Workshop

Picasso-Grade Scraping 🎨📊: From Online Art Galleries to Production-Ready Data Pipelines

Friday, May 29

11:00 - 13:00
RoomPiadina
LanguageEnglish
Audience levelIntermediate
Elevator pitch

Let’s scrape a real online art gallery 🎨 and turn chaotic artwork pages into analytics-ready data. We’ll build a modern Python scraper 🐍, tame messy size strings with 🧠 spaCy, and ship 🚢 everything into SQL for insights 📊.

Abstract

Online art galleries are great for humans and a nightmare for machines 😅: every artwork page is a bespoke little chaos of titles, prices and wildly inconsistent size strings. In this talk, we’ll take a real gallery (Artmajeur) and turn it into a clean, analytics-ready dataset — step by step — with modern Python tooling. 🎨🐍📊

We’ll start from an empty repo 🧱 and design a production-minded scraper: picking a modern scraping framework ⚙️, wiring up a single spider 🕷️, and hunting in DevTools 🔍 for the selectors that lead us from listing pages to artwork detail pages. From there, we’ll shape a clear data model — artist, title, price, raw size text, image URL — and build a small but realistic pipeline around it.

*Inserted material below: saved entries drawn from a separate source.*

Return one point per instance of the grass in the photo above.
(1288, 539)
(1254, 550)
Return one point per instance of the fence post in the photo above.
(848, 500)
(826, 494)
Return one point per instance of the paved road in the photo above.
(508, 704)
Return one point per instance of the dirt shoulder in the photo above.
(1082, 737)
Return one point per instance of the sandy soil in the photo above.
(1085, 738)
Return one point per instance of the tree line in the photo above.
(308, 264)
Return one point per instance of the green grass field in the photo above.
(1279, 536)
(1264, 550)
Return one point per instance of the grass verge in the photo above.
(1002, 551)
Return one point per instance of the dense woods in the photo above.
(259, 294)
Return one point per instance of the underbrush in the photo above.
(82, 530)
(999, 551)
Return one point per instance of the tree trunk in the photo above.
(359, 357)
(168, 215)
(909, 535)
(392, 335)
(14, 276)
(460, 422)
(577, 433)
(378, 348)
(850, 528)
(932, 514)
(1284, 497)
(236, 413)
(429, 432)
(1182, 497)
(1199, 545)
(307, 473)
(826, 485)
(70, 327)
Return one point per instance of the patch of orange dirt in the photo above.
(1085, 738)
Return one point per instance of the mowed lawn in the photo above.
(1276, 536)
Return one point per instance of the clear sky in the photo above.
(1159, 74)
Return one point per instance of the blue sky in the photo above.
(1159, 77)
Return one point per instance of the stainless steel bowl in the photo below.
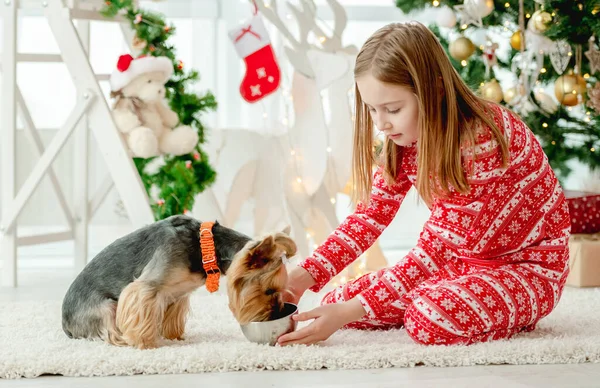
(268, 332)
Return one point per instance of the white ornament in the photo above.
(468, 13)
(446, 17)
(560, 55)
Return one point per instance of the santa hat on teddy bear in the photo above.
(128, 68)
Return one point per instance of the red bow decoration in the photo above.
(124, 62)
(247, 30)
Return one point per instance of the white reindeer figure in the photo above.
(302, 171)
(326, 68)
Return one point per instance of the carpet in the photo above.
(32, 343)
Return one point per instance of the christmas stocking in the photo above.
(252, 43)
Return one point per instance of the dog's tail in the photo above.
(110, 333)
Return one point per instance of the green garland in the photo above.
(564, 136)
(174, 185)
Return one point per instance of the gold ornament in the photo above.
(545, 102)
(516, 39)
(138, 44)
(569, 88)
(594, 95)
(461, 49)
(511, 93)
(491, 90)
(541, 20)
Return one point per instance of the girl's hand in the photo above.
(327, 320)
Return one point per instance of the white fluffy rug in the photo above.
(32, 343)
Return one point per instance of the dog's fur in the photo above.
(137, 289)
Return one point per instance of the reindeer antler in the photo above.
(299, 47)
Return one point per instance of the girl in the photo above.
(491, 260)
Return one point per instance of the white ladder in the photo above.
(90, 112)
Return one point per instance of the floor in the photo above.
(51, 284)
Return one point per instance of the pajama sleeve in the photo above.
(358, 231)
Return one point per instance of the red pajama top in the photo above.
(511, 214)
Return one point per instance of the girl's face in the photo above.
(394, 109)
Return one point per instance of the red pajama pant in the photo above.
(464, 304)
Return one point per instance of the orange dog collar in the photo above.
(209, 257)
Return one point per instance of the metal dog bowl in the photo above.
(267, 332)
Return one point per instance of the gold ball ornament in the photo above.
(541, 20)
(512, 93)
(491, 90)
(570, 89)
(461, 49)
(516, 40)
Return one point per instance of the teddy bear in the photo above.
(149, 127)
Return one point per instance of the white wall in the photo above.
(202, 43)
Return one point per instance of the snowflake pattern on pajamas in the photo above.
(488, 264)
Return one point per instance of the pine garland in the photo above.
(172, 186)
(564, 136)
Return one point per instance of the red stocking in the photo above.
(252, 43)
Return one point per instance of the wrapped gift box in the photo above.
(584, 260)
(584, 208)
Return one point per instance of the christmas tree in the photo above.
(173, 181)
(539, 58)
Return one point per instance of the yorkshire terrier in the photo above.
(138, 288)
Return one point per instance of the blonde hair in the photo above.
(410, 55)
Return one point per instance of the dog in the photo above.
(137, 289)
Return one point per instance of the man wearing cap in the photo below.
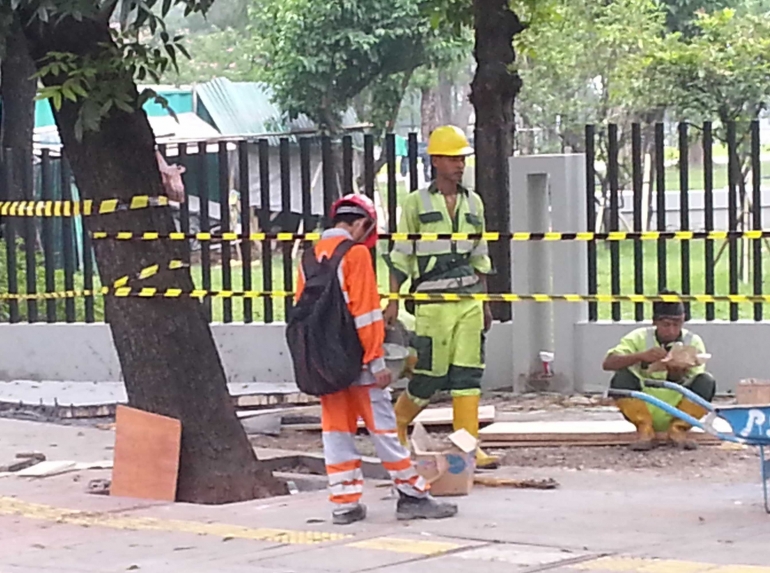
(449, 336)
(631, 360)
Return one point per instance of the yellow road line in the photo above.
(642, 565)
(400, 545)
(11, 506)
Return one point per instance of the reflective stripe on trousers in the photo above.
(339, 419)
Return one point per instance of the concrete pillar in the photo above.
(547, 194)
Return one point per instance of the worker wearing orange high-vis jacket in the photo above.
(354, 217)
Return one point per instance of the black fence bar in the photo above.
(245, 199)
(49, 265)
(224, 221)
(414, 181)
(369, 174)
(637, 176)
(756, 212)
(30, 242)
(390, 158)
(10, 239)
(263, 148)
(347, 165)
(660, 175)
(732, 215)
(708, 210)
(88, 272)
(330, 188)
(684, 212)
(288, 267)
(369, 181)
(68, 241)
(590, 132)
(306, 185)
(614, 223)
(205, 221)
(184, 207)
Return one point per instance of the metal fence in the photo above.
(639, 178)
(276, 185)
(701, 178)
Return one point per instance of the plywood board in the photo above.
(582, 432)
(146, 463)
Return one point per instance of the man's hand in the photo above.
(390, 314)
(654, 354)
(487, 317)
(383, 378)
(676, 373)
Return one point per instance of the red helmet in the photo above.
(358, 204)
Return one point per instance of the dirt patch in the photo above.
(310, 442)
(713, 463)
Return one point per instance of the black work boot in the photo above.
(409, 507)
(348, 515)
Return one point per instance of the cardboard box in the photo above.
(448, 465)
(753, 392)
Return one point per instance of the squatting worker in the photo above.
(449, 336)
(631, 360)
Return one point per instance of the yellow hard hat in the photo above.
(449, 140)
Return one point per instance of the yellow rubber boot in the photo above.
(466, 416)
(636, 412)
(677, 431)
(406, 411)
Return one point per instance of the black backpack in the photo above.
(321, 332)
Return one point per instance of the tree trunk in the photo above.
(493, 91)
(18, 91)
(169, 361)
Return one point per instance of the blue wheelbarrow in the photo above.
(750, 424)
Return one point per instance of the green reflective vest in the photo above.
(441, 265)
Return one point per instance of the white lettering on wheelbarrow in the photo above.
(755, 418)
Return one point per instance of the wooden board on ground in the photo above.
(147, 450)
(582, 433)
(428, 417)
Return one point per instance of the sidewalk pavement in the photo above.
(597, 522)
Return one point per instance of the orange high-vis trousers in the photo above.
(339, 419)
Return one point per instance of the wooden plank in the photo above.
(147, 447)
(579, 433)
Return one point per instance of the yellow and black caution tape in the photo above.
(151, 292)
(86, 207)
(553, 237)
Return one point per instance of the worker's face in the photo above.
(449, 168)
(360, 229)
(669, 328)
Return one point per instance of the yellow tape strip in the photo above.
(75, 208)
(431, 237)
(121, 290)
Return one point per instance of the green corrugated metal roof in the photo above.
(246, 109)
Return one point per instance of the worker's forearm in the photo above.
(616, 362)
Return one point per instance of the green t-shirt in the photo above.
(643, 339)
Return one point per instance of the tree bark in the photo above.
(493, 91)
(169, 361)
(18, 91)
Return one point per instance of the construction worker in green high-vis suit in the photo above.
(449, 336)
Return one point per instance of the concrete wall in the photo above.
(737, 348)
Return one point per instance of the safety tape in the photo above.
(587, 236)
(151, 292)
(86, 207)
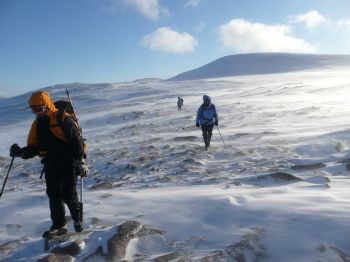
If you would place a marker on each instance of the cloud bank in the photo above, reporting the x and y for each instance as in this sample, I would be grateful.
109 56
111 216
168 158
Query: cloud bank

Then comes the fun part 🤹‍♀️: we’ll plug in a spaCy-powered NLP layer 🧠 to tame messy dimension strings and normalize them into consistent width_cm, height_cm, depth_cm, orientation, and size buckets — ready for SQL and dashboards.

You’ll walk away with a practical blueprint 🗺️ for going from “pretty website I’d like to scrape” to a robust, Picasso-Grade Python data pipeline that your future self (and your analysts) will quietly thank you for. 💫

TagsScaling, Web Frameworks, Data Engineering
Participant

Viktor Zagranovskyy

I’m a Python engineer and data platform lead working on large-scale web scraping and AI-powered extraction pipelines for e-commerce and retail. Every day me and my team battle the messy HTML, bot protection and LLMs to turn millions of product pages into reliable, analytics-ready data. I live in Italy and, outside of work, I am a father. I enjoy good D&D games, and plan to re-read the whole Pratchett’s Discoworld series when I retire.